Les Liens qui Libèrent est devenue une maison 100 % indépendante début 2022. Qu'est-ce qui a motivé cette séparation d'avec Actes Sud ?

Ce choix était à la fois conjoncturel, psychologique et politique. Ce qui l'a motivé en premier lieu, c'est l'envie d'une indépendance complète. Nous avions contracté avec Actes Sud lorsque Françoise Nyssen était encore présidente, et nous étions alors tout à fait indépendants, éditorialement parlant. Ils ne sont jamais intervenus ni sur les programmes ni sur les comptes, c'était une relation de confiance. Quand il a été décidé de transmettre la société à la génération suivante, avec laquelle nous sommes en bons termes mais que nous connaissons moins, nous nous sommes dit que c'était le moment. Par ailleurs, on ne sait jamais ce que sera une maison dans dix ans. Imaginez qu'un jour Actes Sud soit racheté par un grand groupe... Nous n'avions pas du tout envie de cela.

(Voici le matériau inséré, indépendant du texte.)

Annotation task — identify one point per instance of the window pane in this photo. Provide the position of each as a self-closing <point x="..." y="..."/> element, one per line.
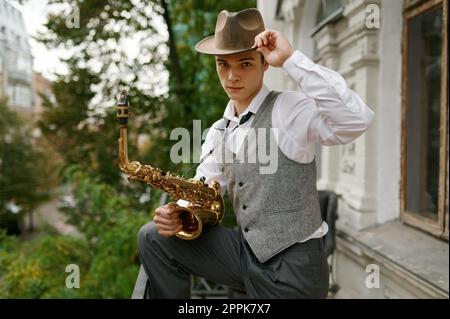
<point x="423" y="118"/>
<point x="327" y="7"/>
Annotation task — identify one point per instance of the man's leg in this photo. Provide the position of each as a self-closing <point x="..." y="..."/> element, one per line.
<point x="300" y="271"/>
<point x="168" y="261"/>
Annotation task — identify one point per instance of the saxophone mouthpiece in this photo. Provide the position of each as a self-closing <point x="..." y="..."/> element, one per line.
<point x="122" y="108"/>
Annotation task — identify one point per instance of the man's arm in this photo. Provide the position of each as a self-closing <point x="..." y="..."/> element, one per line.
<point x="331" y="114"/>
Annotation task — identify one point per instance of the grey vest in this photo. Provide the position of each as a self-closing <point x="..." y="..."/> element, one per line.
<point x="277" y="209"/>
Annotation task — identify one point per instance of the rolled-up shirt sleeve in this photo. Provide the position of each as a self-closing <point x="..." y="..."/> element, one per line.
<point x="330" y="113"/>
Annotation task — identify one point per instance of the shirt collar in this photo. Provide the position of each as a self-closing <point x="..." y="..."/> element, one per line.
<point x="253" y="107"/>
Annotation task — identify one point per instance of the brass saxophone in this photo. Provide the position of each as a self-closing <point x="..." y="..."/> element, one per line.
<point x="206" y="203"/>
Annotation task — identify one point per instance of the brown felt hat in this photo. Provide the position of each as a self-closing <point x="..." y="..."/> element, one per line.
<point x="235" y="32"/>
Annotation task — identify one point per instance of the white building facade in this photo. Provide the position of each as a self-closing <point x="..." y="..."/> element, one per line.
<point x="15" y="59"/>
<point x="392" y="182"/>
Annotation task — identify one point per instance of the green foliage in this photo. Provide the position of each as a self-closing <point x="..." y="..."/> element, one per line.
<point x="36" y="269"/>
<point x="106" y="252"/>
<point x="22" y="168"/>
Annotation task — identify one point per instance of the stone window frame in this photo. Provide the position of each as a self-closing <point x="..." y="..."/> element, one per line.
<point x="439" y="228"/>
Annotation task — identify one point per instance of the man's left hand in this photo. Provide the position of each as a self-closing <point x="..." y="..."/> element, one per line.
<point x="274" y="46"/>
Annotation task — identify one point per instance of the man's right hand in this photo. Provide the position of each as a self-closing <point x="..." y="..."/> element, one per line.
<point x="167" y="220"/>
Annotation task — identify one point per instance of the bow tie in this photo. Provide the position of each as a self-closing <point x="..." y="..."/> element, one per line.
<point x="245" y="118"/>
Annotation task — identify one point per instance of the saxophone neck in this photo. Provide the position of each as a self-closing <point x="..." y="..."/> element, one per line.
<point x="124" y="164"/>
<point x="123" y="115"/>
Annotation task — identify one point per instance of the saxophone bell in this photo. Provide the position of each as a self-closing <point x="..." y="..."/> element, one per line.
<point x="206" y="202"/>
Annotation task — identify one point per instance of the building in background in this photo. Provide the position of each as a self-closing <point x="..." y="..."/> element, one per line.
<point x="16" y="79"/>
<point x="392" y="182"/>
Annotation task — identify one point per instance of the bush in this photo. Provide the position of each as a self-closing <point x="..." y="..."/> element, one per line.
<point x="106" y="253"/>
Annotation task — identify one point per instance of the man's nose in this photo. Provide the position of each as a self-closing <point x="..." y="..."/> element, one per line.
<point x="233" y="76"/>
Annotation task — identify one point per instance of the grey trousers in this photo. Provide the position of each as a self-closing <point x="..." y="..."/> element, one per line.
<point x="222" y="255"/>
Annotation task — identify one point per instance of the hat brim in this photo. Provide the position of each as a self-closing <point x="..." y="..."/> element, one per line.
<point x="207" y="46"/>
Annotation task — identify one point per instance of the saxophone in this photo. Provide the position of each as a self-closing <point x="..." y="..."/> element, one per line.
<point x="206" y="203"/>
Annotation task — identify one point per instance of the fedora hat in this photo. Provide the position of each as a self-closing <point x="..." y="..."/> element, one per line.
<point x="235" y="32"/>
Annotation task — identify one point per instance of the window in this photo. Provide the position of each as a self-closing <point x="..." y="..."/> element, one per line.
<point x="424" y="191"/>
<point x="329" y="12"/>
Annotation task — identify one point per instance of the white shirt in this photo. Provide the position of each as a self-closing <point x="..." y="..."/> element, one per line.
<point x="326" y="111"/>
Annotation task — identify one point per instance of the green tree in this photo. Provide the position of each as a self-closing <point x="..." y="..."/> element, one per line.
<point x="23" y="170"/>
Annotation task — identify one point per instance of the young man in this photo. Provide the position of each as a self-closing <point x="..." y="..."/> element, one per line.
<point x="277" y="252"/>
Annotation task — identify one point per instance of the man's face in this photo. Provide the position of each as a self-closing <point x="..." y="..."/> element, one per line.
<point x="241" y="74"/>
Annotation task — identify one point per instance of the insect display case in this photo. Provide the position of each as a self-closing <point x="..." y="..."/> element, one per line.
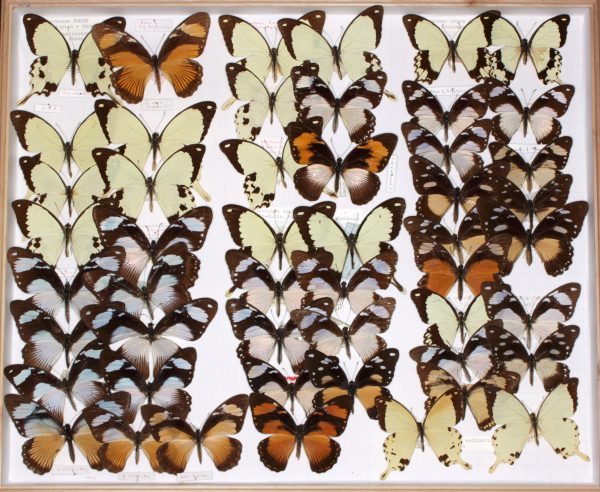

Comment finance-t-on une opération comme celle-ci ?

Notre maison a toujours bien fonctionné et bénéficié d'un peu de trésorerie en avance. Ce rachat ne nous a donc pas fragilisés, nous savions que nous pouvions l'assumer.

Concrètement, en quoi cette décision a-t-elle modifié votre activité ?

Ça ne change pas grand-chose, c'est assez symbolique. D'ailleurs, Actes Sud reste le diffuseur et s'occupe de notre fabrication moyennant finances, ce qui est aussi une façon de garder un lien. Mais compte tenu de ce qui se passe dans le monde de l'édition, la liberté symbolique est fondamentale. Un éditeur 100 % indépendant, c'est autre chose qu'un éditeur indépendant à 70 % ! C'est presque un acte de résistance, pour affirmer qu'on ne sera jamais assujettis à aucun capital, quel qu'il soit. Je pense que les auteurs de notre maison, qui est éminemment politique, sont heureux de cette situation.

Quel bilan tirez-vous de cette première année de totale indépendance ?

Nous en sommes très contents. Dans ce mouvement d'accaparement des petits et des moyens par de gros groupes dont les détenteurs du capital sont en général voraces, pour ne pas dire cupides, les éditeurs totalement indépendants ont un rôle à jouer. Il nous appartient de créer un espace d'acteurs qui soient beaucoup plus libres que d'autres, parfois pris dans les rets de la censure, mais surtout de l'imaginaire économique de rentabilité, qui infléchit énormément les programmes des maisons d'édition. En vingt ans, on note un effondrement de la qualité et une exubérance du coût marketing... De très belles maisons de sciences humaines n'en font quasiment plus, précisément parce que ce n'est pas assez rentable. Mais il y a aussi une pépinière de petites maisons indépendantes de sciences humaines, comme Anamosa, Wildproject, Divergences, qui font un travail exceptionnel que d'autres ne font plus.

Quels sont aujourd'hui vos principaux défis en tant qu'éditeur indépendant ?

Essayer d'être un « métier de pointe », comme disait René Char ! Nous, on a 65 ans ; si dans trois ans nos bouquins ne marchent plus, on ne va pas s'amuser à faire de la soupe, ça nous ennuie. Le défi est donc avant tout culturel, et non pas commercial : il s'agit d'anticiper et d'émanciper les idées comme les auteurs.